Run a second query that relies on the first query's memory:

In [None]:
goal2 = "What was the Bitcoin price I looked up earlier?"
result2 = run_agent(goal2)
print(result2.model_dump_json(indent=2))

The agent should recall the Bitcoin price from memory without re-searching.

**Test auto-correction:**

Force a tool failure by sabotaging the input, then observe retry logs:

In [None]:
# This will fail and retry with corrected arguments
goal3 = "Calculate the result of 10 divided by zero"
try:
    result3 = run_agent(goal3)
except Exception as e:
    print(f"Expected failure: {e}")

---

## Conclusion

You've built a production-oriented planner–executor agent with persistent memory, schema-validated JSON, and automatic error correction.
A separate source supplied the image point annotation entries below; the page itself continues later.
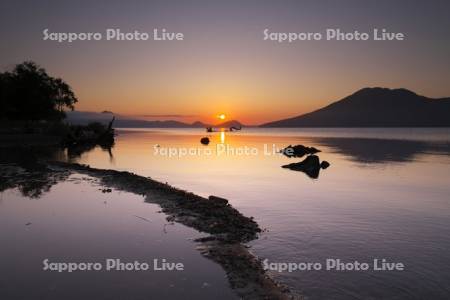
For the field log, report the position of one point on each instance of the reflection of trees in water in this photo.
(367, 150)
(24, 168)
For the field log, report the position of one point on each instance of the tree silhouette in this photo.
(29, 93)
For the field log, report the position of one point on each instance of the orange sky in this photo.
(223, 65)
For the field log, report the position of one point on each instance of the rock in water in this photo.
(324, 164)
(310, 166)
(298, 151)
(204, 140)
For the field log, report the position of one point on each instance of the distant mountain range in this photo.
(84, 117)
(376, 107)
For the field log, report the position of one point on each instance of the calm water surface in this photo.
(385, 195)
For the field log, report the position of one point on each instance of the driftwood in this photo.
(92, 134)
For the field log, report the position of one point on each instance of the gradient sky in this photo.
(223, 65)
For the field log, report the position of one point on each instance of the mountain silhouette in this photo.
(85, 117)
(376, 107)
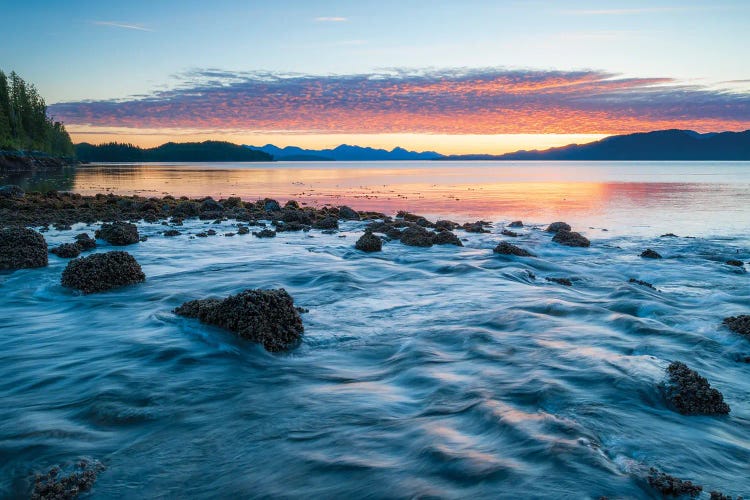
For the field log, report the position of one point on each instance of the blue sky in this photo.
(86, 50)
The system decomposes goals into steps, selects and executes tools with strict validation, persists learnings across sessions, and assembles final answers with citations.

**Key decisions:**

- **Pydantic schemas** enforce strict contracts and catch errors early
- **Persistent vector memory** prevents context loss and enables long-term learning
- **Automatic retry loops** handle LLM hallucinations and tool failures gracefully
- **Temperature 0.0** ensures deterministic, reproducible outputs for testing

For deterministic behavior, pin your OpenAI model (e.g., gpt-4o-mini) and run with temperature 0.0 in json_prompt and critical prompts. This reduces drift in tool selections and JSON structure and makes test snapshots reliable across runs and environments. If you're weighing the tradeoffs between deploying small versus large language models in production, our article [Small vs Large Language Models](/article/small-language-models-vs-large-language-models-when-to-use-each) explores when each is most effective, including cost and latency considerations.

**Next steps:**

- **Harden the service endpoint**: Wrap `run_agent` in a FastAPI route with rate limits, authentication, and request validation
- **Add structured logging**: Use Python's logging module with JSON formatters and correlation IDs to trace plan → tool calls → retries → memory writes
- **Keep the tool catalog minimal**: Start with 3–5 tools and expand only when you have clear use cases. Each tool adds validation overhead and increases the chance of incorrect selections
- **Integrate CrewAI hierarchical process**: Use CrewAI's Task and Crew to manage agent coordination if you need more complex workflows. See the optional snippet below for a starting point
- **Monitor and version schemas**: Track schema changes in version control and test backward compatibility when updating Pydantic models
- **Add OAuth tool integrations**: Extend tools to support authenticated APIs (e.g., Google Calendar, Slack) with secure token management

**Optional: CrewAI hierarchical process**

If you want to use CrewAI's built-in task management, define tasks and a crew:

In [None]:
from crewai import Crew, Process, Task

plan_task = Task(
    description="Create a 3-7 step plan for the user goal with minimal steps.",
    expected_output="A JSON plan with steps: id, description, rationale.",
    agent=planner_agent,
)

crew = Crew(
    agents=[planner_agent, executor_agent, finalizer_agent],
    tasks=[plan_task],
    process=Process.hierarchical,
    verbose=True,
)

# crew.kickoff()  # Use the validation+memory wrappers shown above for production output

This approach delegates orchestration to CrewAI but requires adapting the validation and memory logic to fit CrewAI's task output format.